A Backpack, A Bear, and 8 Crates of Vodka by Lev Golinkin

Genre: Memoir
Secondary genre: Modern history
Format read: Audio
Content warnings: bullying, racist slurs
Rep: Ukranian/Russian, Jewish (racial), refugee, immigrant/1st gen American
Rating: planchet-4

In the 80s, the Russian government was in flux. After a period of anti-Jewish legislation, Mikhail Gorbachev open the borders briefly, allowing Jews and other “undesirable” people to flee. Among them was Lev Golinkin and his family: his parents, older sister, and grandmother.

Tracing his time growing up in what is now Ukraine, through their flight to Vienna and eventual immigration to the US, this book tells a heartbreaking story of the world as it existed around the time when I was born. Littered with humor, it’s an ultimately hopeful tale, but still makes us look at the world we live in today through a different lens. How much has changed since then? How have we really progressed? Are things better? These are questions Lev asks himself as an adult, returning to Vienna to interview the people who made his immigration possible.
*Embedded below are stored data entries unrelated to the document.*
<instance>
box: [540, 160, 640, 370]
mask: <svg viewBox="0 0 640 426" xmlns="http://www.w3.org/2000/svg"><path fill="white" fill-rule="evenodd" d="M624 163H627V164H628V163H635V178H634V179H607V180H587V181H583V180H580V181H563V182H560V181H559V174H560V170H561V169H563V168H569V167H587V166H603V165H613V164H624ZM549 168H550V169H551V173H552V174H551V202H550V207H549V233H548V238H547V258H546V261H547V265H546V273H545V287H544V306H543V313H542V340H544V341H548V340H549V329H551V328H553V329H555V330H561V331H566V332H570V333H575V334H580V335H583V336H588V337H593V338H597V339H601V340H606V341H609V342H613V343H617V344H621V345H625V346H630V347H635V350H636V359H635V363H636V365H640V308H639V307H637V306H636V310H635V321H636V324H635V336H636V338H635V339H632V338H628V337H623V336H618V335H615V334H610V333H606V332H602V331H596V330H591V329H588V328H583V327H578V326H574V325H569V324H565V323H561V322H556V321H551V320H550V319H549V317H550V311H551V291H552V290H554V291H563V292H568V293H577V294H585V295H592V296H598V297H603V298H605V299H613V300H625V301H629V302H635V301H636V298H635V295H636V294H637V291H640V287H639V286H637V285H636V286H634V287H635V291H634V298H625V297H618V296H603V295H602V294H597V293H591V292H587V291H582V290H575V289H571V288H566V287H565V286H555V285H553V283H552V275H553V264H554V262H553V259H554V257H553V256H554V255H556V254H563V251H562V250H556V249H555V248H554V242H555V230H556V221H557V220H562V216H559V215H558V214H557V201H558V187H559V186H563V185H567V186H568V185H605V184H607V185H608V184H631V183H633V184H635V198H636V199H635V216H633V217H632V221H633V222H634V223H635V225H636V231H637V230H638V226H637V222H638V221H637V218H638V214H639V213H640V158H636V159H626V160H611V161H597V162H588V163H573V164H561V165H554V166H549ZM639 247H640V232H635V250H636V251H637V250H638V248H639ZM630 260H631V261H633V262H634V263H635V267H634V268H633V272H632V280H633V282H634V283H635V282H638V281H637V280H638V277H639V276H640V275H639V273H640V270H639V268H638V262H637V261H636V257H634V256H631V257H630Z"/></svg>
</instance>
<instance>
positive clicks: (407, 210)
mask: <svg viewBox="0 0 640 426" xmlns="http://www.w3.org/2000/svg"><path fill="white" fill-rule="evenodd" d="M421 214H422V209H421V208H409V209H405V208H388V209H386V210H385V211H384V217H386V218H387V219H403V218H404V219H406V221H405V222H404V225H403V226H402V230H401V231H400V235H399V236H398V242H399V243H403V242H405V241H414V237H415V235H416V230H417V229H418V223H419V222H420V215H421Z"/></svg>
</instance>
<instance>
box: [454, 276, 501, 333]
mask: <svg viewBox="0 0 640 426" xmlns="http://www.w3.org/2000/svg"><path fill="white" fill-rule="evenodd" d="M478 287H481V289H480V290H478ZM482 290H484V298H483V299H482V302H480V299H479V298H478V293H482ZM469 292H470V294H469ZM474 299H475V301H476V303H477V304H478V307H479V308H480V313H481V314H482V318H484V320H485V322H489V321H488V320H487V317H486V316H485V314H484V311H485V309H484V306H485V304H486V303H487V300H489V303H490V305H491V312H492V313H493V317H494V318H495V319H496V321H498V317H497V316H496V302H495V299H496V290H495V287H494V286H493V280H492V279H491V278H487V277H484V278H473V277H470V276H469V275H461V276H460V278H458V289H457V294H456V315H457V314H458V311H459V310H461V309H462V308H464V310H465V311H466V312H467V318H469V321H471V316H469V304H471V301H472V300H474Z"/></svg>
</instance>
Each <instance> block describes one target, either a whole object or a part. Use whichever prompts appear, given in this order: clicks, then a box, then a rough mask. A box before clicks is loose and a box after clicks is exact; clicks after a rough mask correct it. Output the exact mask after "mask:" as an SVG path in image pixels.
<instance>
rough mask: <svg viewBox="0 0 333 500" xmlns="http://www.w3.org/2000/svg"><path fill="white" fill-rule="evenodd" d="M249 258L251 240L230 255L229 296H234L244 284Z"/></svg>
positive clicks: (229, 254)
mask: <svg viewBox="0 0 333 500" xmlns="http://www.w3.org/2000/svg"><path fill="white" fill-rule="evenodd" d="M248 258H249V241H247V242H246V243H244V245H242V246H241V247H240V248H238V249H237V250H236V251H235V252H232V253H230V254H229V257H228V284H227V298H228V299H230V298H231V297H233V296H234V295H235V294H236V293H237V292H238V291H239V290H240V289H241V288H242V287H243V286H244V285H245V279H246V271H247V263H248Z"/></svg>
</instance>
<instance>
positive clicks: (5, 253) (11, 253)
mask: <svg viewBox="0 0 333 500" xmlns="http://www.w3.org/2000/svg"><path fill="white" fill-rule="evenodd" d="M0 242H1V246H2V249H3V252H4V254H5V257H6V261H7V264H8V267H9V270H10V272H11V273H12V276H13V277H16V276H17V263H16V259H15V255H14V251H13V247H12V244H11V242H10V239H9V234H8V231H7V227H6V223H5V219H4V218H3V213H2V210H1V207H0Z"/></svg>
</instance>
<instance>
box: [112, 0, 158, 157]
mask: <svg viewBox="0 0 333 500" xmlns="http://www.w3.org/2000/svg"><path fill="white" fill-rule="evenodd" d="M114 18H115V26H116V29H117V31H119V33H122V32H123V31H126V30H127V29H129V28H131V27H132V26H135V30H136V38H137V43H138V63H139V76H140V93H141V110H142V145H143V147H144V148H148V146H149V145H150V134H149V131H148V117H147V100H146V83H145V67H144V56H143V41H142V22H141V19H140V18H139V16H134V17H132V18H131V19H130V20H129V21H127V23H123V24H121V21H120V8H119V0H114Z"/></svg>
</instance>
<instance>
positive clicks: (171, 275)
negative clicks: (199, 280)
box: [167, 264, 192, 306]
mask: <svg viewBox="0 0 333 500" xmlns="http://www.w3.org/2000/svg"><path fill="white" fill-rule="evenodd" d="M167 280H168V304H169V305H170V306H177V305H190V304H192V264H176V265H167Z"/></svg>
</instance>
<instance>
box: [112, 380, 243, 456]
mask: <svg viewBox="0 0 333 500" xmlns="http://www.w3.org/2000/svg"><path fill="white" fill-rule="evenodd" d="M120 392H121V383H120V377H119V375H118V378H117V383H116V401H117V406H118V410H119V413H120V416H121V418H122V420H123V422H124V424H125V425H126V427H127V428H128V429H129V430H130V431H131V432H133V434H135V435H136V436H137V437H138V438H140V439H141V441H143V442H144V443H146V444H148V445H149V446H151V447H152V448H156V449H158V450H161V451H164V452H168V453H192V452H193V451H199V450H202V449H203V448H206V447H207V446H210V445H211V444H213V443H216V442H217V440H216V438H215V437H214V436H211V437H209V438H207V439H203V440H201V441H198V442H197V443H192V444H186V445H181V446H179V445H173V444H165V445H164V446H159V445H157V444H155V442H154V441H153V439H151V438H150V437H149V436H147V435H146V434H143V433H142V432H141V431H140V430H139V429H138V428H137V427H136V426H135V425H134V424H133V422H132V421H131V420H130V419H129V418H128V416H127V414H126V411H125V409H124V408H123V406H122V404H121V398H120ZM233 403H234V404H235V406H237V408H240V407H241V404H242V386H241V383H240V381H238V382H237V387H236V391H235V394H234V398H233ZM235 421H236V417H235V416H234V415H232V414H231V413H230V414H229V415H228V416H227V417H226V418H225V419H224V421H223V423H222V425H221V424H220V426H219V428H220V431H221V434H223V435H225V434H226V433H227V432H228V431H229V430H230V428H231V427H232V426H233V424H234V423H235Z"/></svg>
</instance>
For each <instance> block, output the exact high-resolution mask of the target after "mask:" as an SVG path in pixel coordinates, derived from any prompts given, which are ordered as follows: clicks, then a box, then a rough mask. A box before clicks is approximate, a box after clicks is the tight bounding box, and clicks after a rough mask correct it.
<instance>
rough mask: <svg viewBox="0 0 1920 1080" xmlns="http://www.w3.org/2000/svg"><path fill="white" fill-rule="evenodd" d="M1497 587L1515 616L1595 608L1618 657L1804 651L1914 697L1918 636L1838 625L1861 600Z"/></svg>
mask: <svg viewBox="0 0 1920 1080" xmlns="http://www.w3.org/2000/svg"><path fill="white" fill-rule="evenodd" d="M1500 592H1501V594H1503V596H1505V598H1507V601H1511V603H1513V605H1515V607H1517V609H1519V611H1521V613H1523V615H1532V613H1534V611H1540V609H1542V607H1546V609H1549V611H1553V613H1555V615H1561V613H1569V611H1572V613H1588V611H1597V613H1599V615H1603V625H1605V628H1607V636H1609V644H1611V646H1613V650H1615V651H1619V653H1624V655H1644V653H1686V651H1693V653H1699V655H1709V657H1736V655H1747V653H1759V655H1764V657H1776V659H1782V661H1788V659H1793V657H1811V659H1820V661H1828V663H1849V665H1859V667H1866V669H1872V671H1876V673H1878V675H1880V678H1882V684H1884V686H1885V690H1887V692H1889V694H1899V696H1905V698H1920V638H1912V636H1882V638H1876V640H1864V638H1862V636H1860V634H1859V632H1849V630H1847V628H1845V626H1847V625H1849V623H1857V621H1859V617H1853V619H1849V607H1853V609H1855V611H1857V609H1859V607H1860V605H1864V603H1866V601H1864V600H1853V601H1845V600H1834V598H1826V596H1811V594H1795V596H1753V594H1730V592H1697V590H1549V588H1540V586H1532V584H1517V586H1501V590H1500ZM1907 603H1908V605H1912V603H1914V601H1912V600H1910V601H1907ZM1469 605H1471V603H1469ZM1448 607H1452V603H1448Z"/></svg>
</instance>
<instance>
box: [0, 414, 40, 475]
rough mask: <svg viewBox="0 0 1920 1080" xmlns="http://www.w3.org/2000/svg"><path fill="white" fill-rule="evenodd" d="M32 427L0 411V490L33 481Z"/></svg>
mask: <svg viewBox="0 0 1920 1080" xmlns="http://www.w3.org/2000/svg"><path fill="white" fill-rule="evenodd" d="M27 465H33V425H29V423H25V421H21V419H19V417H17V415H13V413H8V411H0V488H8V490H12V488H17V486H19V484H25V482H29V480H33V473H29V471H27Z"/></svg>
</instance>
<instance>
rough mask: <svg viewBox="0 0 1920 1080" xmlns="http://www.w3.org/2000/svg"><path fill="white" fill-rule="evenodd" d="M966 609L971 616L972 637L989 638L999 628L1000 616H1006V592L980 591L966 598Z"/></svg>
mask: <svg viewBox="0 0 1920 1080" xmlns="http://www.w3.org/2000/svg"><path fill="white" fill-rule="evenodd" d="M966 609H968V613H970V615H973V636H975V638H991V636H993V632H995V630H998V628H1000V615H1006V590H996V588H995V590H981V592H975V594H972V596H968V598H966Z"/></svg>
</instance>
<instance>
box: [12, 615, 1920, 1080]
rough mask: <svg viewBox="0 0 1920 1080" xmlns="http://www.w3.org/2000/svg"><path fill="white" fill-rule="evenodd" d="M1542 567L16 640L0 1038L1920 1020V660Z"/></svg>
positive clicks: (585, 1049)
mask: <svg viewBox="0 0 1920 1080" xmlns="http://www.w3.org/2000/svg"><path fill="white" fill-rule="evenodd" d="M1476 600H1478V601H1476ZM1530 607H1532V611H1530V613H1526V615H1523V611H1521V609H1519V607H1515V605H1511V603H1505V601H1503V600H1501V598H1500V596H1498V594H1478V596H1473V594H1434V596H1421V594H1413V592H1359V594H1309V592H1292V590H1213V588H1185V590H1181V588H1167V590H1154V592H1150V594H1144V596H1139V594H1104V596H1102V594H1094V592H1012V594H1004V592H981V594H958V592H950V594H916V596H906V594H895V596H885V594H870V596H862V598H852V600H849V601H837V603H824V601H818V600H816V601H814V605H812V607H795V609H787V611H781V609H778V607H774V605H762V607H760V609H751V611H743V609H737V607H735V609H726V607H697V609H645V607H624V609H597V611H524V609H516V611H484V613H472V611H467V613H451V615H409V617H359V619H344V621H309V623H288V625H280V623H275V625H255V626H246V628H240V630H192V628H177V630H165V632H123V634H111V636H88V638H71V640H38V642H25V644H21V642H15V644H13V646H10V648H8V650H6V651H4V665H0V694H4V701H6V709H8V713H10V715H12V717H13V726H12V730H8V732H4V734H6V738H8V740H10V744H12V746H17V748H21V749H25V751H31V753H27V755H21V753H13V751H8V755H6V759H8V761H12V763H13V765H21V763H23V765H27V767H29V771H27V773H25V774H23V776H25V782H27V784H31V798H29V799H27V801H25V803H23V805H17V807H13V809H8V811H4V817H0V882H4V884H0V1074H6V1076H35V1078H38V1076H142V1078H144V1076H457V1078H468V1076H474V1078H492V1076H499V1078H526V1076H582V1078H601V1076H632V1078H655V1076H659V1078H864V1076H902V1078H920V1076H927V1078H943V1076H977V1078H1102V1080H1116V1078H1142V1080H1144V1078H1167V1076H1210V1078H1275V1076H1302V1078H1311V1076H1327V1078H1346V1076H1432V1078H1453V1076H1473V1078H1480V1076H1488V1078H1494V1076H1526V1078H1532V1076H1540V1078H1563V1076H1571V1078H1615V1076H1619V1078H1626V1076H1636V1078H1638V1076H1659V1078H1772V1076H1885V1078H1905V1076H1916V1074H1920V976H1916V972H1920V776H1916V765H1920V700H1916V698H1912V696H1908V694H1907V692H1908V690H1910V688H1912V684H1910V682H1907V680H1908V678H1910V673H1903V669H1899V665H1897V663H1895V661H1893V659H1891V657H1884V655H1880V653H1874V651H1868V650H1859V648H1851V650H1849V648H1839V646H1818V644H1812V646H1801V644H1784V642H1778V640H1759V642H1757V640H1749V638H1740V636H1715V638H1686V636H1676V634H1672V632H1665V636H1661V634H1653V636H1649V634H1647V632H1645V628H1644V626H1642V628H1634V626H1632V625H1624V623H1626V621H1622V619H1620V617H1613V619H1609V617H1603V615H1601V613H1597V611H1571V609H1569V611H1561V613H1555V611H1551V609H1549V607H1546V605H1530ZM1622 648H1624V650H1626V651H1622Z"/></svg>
As with most of the nonfiction I’ve read, it’s hard to summarize the story into something as short as a blog post without giving away the details. But it’s a wonderful book and one that I highly enjoyed listening to on my commute. If you are curious about the 1980s, international politics, immigration, or Eastern Europe, then this is a definite pick.

Bridge of Spies by Giles Whittell

Genre: modern history
Secondary genre: cold war, espionage
Format read: audiobook
Rating: planchet-4

Though the Cold War has been over for nearly a lifetime, the repercussions of that tense period in world history can still be felt. This book is the story of how a very bad spy and a man who wasn’t a spy but was accused of espionage anyway, and a pilot in the wrong place at the wrong time, wound up on a bridge on the edge of the iron curtain in a forgotten prisoner exchange that prevented the Cold War from turning hot.

This book tracks two sides of the same story up to the point where the finally converge on that isolated bridge.

While it started out somewhat slow for me, this book was a fascinating look at the politics of the time. I also can’t help but give points to the author for pointing out, practically on page one, that’s it’s essentially the story of privileged white men, most of whom were far more confident than their skills actually merited. As the book went on, however, things started to get more and more intense.

I don’t want to give away too much, since this is a work of nonfiction. If you want to look at the tensions between Russia and the US and where they started, then this would be a good choice for your TBR.